MTV argues that it helps labels to promote their repertoire by playing their videos. While the promotional benefits of TV plays may be valuable, some would argue that music channels have reached saturation point. This is now impacting negatively on sales, particularly in the singles market.
MTV claim that it was paying independents more than twice as much for rights for European broadcast than it pays major labels - who have global deals. However MTV has repeatedly rejected calls from the independents for a worldwide deal on the same terms as the majors.
The independent labels firmly believe that MTV has pursued a divide and rule tactic in these negotiations.
The independents are firm on the need for collective licensing as an efficient one-stop-shop for new and existing licensees of their rights. This is becoming increasingly important as services seek to license music both for broadcast, mobiles and the proliferating Internet market.
Value of Music
The recording industry has for too long chased the Holy Grail of promotion, which has resulted in a lowering of the perception and realised value of music.
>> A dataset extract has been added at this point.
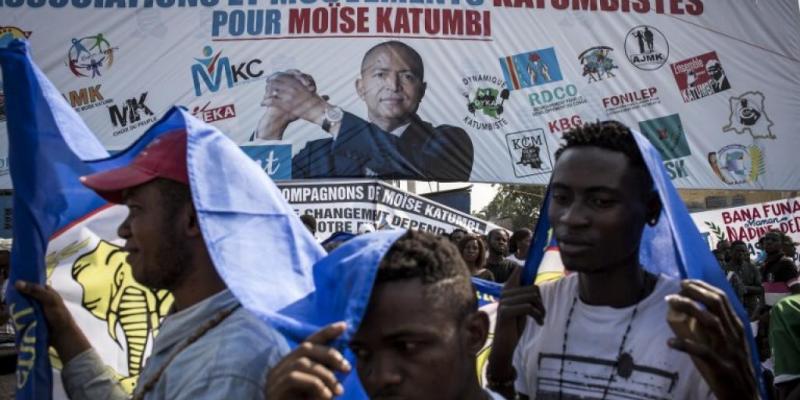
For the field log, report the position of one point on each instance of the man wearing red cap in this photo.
(209, 346)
News stands are littered with free CD covermounts in an attempt to boost newspaper and magazine circulations, while a recent report* highlighted 60% of labels saw no increase in CD sales from covermounts, and 35% saw sales increases of 5% or less. (*Helen Doyle, University of Westminster/Frukt)
It was quoted, meanwhile, in Billboard Magazine (22/11/03) that 2003s MTV Europe awards in Edinburgh, which MTV believes were watched by a billion people, produced no significant uplift in sales for any of the artists involved.
The European independent record sector collectively accounts for 21% of the European music market and 7% of the world music market, worth $2.5 bn in 2002 (IFPI).